A tremendous amount of applications deal with relating a response variable to a set of covariates. The homogeneity assumption that the relation maintains for the entire population is often inadequate, when there exists complex subspace architecture in the data. Detection of all subspace domains comes with inhibitive computational cost. In this work, we proposed an efficient supervised subspace learning framework, which are particularly useful in detecting the dynamic dependencies between subsets of features and a response variable specific to unknown subspaces in the input data, namely Component Sparse Mixture Regression (CSMR). We demonstrated CSMR to be very promising to deal with high dimensional data with complicated unknown subspace structures. Experimental evaluation on simulated benchmark data demonstrated that CSMR can accurately identify the subspaces on which subsets of features are explainable to the external variable. Application of CSMR on one real-world cancer cell line drug sensitivity data demonstrated that the subsets of feature and subspaces of subject identified by the proposed method have more favourable performances.

image

Installation

install.packages("devtools")
devtools::install_github("zcslab/CSMR")

Usage

result = CSMR(x,y,nc,max_iter)

Arguments

  • x High dimensional data matrix.
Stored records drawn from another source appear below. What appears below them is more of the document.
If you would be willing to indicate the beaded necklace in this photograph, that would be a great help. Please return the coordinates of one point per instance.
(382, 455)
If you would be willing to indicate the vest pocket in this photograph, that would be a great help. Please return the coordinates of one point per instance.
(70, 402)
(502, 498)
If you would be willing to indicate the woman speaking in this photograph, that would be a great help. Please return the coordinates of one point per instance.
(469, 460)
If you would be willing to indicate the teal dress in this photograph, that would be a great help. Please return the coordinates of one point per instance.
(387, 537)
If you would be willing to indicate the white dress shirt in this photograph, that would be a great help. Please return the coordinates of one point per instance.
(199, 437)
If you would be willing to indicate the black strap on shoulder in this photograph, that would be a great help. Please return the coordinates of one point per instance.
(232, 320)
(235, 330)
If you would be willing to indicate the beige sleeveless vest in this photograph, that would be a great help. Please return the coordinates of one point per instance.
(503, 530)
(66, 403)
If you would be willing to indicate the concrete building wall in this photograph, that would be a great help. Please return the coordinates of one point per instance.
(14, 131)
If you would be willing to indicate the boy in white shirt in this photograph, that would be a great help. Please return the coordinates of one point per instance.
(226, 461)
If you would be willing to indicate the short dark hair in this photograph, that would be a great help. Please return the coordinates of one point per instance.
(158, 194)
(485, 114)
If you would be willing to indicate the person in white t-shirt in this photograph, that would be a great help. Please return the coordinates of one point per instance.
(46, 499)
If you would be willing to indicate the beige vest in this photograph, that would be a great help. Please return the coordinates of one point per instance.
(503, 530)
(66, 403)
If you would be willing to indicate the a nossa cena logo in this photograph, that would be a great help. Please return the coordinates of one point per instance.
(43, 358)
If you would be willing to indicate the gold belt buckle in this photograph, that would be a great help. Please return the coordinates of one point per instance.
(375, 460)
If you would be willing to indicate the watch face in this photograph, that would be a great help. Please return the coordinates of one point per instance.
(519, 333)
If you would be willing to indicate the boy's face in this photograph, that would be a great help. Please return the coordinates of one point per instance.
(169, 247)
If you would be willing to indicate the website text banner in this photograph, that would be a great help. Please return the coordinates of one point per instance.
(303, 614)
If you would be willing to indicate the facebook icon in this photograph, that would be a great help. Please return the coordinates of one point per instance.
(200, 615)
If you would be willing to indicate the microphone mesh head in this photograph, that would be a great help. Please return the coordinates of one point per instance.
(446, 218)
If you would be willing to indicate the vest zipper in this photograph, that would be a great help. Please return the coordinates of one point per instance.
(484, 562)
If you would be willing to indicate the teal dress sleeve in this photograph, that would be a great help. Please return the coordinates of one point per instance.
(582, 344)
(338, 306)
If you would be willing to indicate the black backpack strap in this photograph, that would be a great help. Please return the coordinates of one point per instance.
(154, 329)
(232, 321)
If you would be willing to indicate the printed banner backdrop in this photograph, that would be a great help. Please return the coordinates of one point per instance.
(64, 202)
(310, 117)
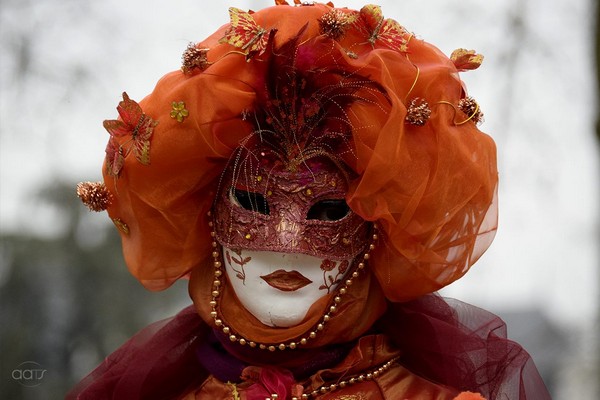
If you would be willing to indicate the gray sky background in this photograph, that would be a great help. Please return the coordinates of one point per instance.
(69, 61)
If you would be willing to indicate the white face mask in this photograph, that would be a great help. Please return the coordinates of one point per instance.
(279, 288)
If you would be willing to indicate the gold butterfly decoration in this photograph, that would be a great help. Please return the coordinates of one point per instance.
(245, 34)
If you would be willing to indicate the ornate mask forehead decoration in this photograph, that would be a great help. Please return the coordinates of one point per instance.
(264, 206)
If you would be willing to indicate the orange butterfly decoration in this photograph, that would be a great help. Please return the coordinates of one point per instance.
(245, 33)
(465, 60)
(133, 122)
(385, 31)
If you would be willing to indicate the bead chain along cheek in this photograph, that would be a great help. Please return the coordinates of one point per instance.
(216, 291)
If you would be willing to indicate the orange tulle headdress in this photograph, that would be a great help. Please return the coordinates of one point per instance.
(419, 166)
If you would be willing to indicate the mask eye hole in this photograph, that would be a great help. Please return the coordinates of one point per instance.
(328, 210)
(251, 201)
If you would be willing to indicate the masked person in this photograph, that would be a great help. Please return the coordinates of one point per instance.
(317, 173)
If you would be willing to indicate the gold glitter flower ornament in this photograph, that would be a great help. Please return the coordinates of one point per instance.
(179, 112)
(94, 195)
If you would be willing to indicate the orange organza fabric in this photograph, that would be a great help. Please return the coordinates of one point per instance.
(430, 188)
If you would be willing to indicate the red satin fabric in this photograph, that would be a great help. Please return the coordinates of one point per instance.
(446, 346)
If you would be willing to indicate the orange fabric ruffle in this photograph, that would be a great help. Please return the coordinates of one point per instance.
(431, 188)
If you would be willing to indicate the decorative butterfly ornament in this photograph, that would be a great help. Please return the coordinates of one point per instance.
(133, 122)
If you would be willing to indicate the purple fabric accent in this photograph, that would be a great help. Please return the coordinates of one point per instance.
(215, 359)
(313, 359)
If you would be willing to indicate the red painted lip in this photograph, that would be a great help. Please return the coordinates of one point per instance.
(286, 281)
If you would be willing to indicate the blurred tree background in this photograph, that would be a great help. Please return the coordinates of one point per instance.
(66, 297)
(67, 301)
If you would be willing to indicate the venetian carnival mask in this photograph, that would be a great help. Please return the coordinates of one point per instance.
(287, 236)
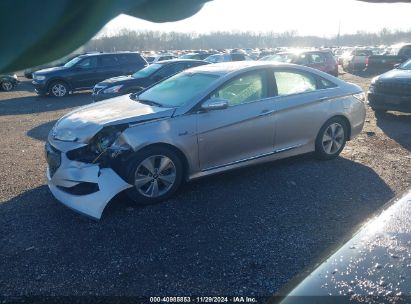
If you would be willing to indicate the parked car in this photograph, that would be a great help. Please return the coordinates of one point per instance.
(227, 57)
(355, 61)
(8, 82)
(399, 53)
(392, 90)
(28, 73)
(320, 60)
(202, 121)
(84, 71)
(157, 58)
(141, 79)
(196, 56)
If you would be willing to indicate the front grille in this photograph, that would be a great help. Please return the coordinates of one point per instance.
(393, 88)
(53, 158)
(83, 188)
(97, 89)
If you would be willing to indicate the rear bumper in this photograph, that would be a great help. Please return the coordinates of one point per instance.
(72, 174)
(380, 101)
(100, 97)
(39, 87)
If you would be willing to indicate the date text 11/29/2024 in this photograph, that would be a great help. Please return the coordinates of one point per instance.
(204, 299)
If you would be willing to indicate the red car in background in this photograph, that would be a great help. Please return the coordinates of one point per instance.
(320, 59)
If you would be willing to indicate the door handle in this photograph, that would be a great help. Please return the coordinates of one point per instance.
(266, 112)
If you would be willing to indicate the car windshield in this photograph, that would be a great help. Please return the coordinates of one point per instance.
(215, 58)
(178, 90)
(72, 62)
(406, 65)
(147, 71)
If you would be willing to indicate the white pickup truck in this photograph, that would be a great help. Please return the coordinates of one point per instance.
(355, 60)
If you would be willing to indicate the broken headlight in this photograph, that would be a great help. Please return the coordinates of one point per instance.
(104, 143)
(105, 138)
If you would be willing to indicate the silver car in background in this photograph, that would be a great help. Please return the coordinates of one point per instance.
(202, 121)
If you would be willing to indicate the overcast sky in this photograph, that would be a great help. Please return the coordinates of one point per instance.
(307, 17)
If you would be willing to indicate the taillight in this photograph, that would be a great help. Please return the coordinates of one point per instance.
(360, 96)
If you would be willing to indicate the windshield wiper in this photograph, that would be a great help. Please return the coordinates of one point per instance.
(134, 96)
(150, 103)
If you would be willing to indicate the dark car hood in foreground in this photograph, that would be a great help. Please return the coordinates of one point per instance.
(85, 122)
(374, 264)
(116, 81)
(50, 70)
(396, 75)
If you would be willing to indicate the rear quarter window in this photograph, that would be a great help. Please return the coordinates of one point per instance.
(132, 58)
(293, 82)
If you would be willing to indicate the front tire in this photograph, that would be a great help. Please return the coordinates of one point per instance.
(58, 89)
(156, 174)
(7, 86)
(331, 138)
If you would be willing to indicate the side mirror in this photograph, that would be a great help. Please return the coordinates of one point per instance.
(157, 78)
(215, 104)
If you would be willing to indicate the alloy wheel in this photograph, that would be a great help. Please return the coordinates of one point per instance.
(7, 86)
(155, 176)
(333, 138)
(59, 90)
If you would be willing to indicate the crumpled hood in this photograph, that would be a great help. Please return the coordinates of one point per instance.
(46, 71)
(84, 122)
(396, 74)
(115, 80)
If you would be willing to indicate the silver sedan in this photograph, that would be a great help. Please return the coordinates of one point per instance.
(202, 121)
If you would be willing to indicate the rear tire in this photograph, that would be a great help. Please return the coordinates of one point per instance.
(331, 138)
(156, 174)
(379, 111)
(58, 89)
(7, 86)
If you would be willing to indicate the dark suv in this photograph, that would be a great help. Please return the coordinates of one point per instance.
(83, 72)
(148, 76)
(321, 60)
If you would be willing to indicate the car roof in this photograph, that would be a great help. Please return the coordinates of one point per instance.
(103, 54)
(180, 60)
(223, 68)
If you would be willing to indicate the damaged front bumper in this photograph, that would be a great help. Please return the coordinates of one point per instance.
(84, 187)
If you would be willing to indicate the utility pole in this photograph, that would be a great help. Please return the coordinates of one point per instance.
(339, 33)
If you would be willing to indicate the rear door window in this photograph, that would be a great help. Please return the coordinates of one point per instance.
(243, 89)
(316, 58)
(290, 82)
(237, 57)
(109, 61)
(170, 69)
(88, 63)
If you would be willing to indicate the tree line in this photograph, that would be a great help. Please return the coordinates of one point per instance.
(130, 40)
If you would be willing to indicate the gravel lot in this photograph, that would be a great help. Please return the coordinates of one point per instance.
(246, 232)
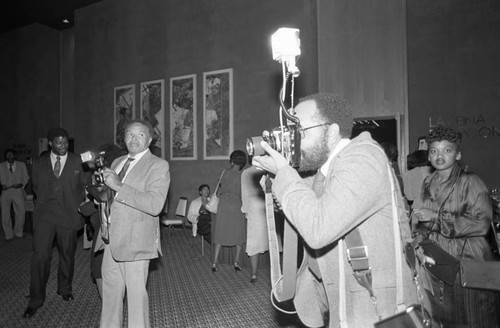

The row is the object and the column is the feature.
  • y The external supervised variable.
  • nc The component number in the mixture model.
  • max_iter The maximum iteration number.

Value

Result list contains five elements: coffs shows the coefficient matrix in mixture regression model; clus is the predicted cluster membership for each object; x is the input high dimensional data matrix; y is the input external supervised variable; yhat is the predicted external variable based on the mixture model.

Example

library(CSMR)
X = example_data$x
y = example_data$y
result = CSMR(X,y,nc=2,max_iter=50)

Questions & Problems

If you have any questions or problems, please feel free to open a new issue here. We will fix the new issue ASAP. You can also email the maintainers and authors below.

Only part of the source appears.